Miss Gordon coloured vividly, and muttered an inaudible reply, as she deliberately put the tea-cosy over the sugar-bowl. He recalled this little incident long afterwards, and then read its meaning.

“Here is Scrope waiting for a cup of tea after his hard day,” he said, suddenly turning the subject and slapping Captain Scrope on his solid shoulder. “Scrope is wasting to a shadow with work, work, work.” He and Captain Scrope were enthusiastic fellow-artists and racket-players.

“Yes, it’s a fact; it’s nothing but schools and classes, and drill and drawing maps. The army is not what it was,” remarked Captain Scrope, a round-faced, portly individual with a merry countenance. “We have garrison classes, signalling classes, musketry classes; but the most odious class I have ever attended is the meat class! I never bargained for all this sort of thing when I came into the service——”

“What did you bargain for? What would you like? Do pray name it?” urged Miss Valpy.

“Well, since you ask me, a nice gentlemanly parade once a week, would, in my opinion, fulfil all requirements.”

“How moderate!” she exclaimed sarcastically. “Has any one been to see poor Sir Gloster? It must be so dull for him sitting all day with his eyes bandaged.”

“Yes, I looked in yesterday, he was quite cheery and chatty.”

“Nonsense! What did he talk about?”

“Well—a—chiefly himself.”

“Rather a dry topic,” muttered Jervis, sotto-voce.

Captain Scrope laughed.

“He is by no means so dull as you suppose,” he rejoined significantly.

“No; Miss Paske is a sympathetic little creature, and has a pleasant voice,” observed Miss Valpy, with a satirical tightening of the lips. “By the way, with his chubby cheeks and bandaged eyes, did Sir Gloster not strike you as a grotesque copy of the god Cupid?”

“To quote the immortal Mrs. Gamp—I don’t believe there was ever such a person. Do you, Jervis?”
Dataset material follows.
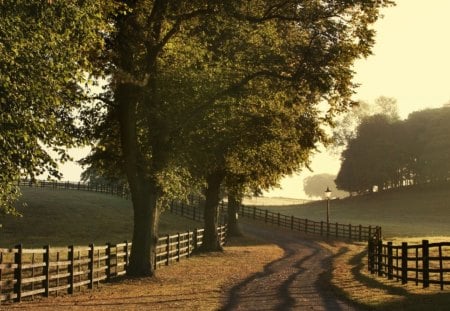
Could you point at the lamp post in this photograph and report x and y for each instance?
(328, 195)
“Mr. Jervis will not agree with you,” rejoined Miss Valpy, scrutinizing him critically. What sincere eyes he had—eyes only for Honor Gordon—and there was a wonderful amount of dormant force in the curve of that well-formed chin and jaw.

“I am not a coarse heretic like Captain Scrope, but I cannot say that I have ever made his personal acquaintance.”
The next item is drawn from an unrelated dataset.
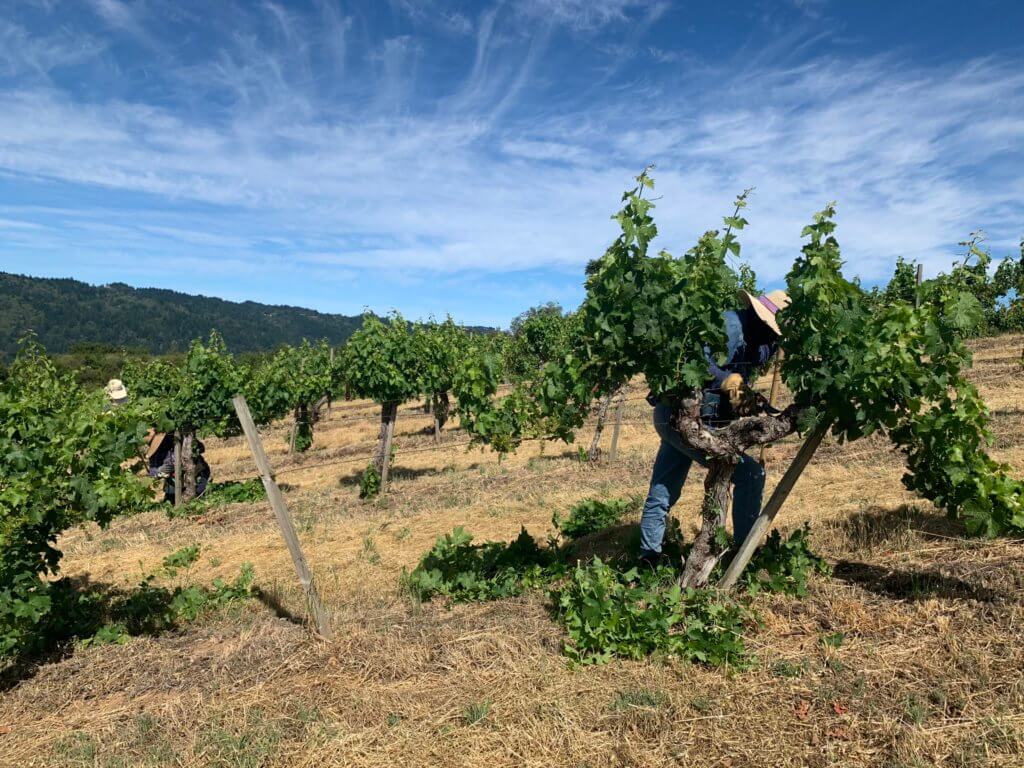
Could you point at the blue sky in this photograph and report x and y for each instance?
(465, 158)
“No!” exclaimed Miss Valpy, with a slightly incredulous glance. “Then I do not think you will have long to wait.”

Miss Valpy’s sharp eyes and tongue were notorious all over Shirani. Jervis surveyed her with a look of cool polite scrutiny as he answered with a nonchalance impossible to convey—

“Possibly not—they say every thing comes to those who wait.”

“And how is Sweet? our own choice particular Sweet?” inquired Mr. Brande, as he laid down his cup and addressed himself to Captain Scrope. “I am languishing for news of the little darling.”

“The pretty child still endears herself to every one! All our special skeletons continue to be dragged out into the light of day. Her last feat was to ask Mrs. Turner where her second face was, as Mr. Glover said she had two! I wish some one would take your little darling home! Poor as I am, I would gladly contribute to her passage.”

“Talking of sending home,” said Mrs. Paul, “our collection for that poor widow and her children is getting on famously; we have nearly two thousand rupees; I must say that Anglo-Indians are most liberal, they never turn a deaf ear to a deserving charity.”

“It is probably because they are shamed into it by the noble example set them by the natives,” remarked Mr. Brande. “A man out here will share his last chuppatty and his last pice with his kin—thanks to the fact that the well-to-do support all their needy relations; we have no poor rates.”

“There is one mysteriously charitable person in Shirani,” continued Mrs. Paul, “who has repeatedly sent Herbert fifty rupees in notes anonymously, we cannot guess who he is?”

“He? why should it not be she?” inquired Miss Valpy, combatively.

“The writing is in a man’s hand, and the notes are stuffed in anyhow—they are extremely welcome, however—always come when most wanted. It is some one who has been here since March.”

“No, no, Mrs. Paul; you need not look at me,” exclaimed Captain Scrope, with a deprecating gesture; “I am an object of charity myself.”

“Have you no idea, have you formed no conjecture?” inquired Mr. Brande, judicially.

“I was thinking that perhaps Sir Gloster,” she began.

“Oh!” broke in Miss Valpy, hastily, “I can assure you that he is quite above suspicion: the only thing about him that is not large—is his heart. It is much more likely to be one of the present company,” and her smiling glance roved from Mr. Brande to Honor, from Honor to Mr. Rawson, from Mr. Rawson to Mr. Jervis.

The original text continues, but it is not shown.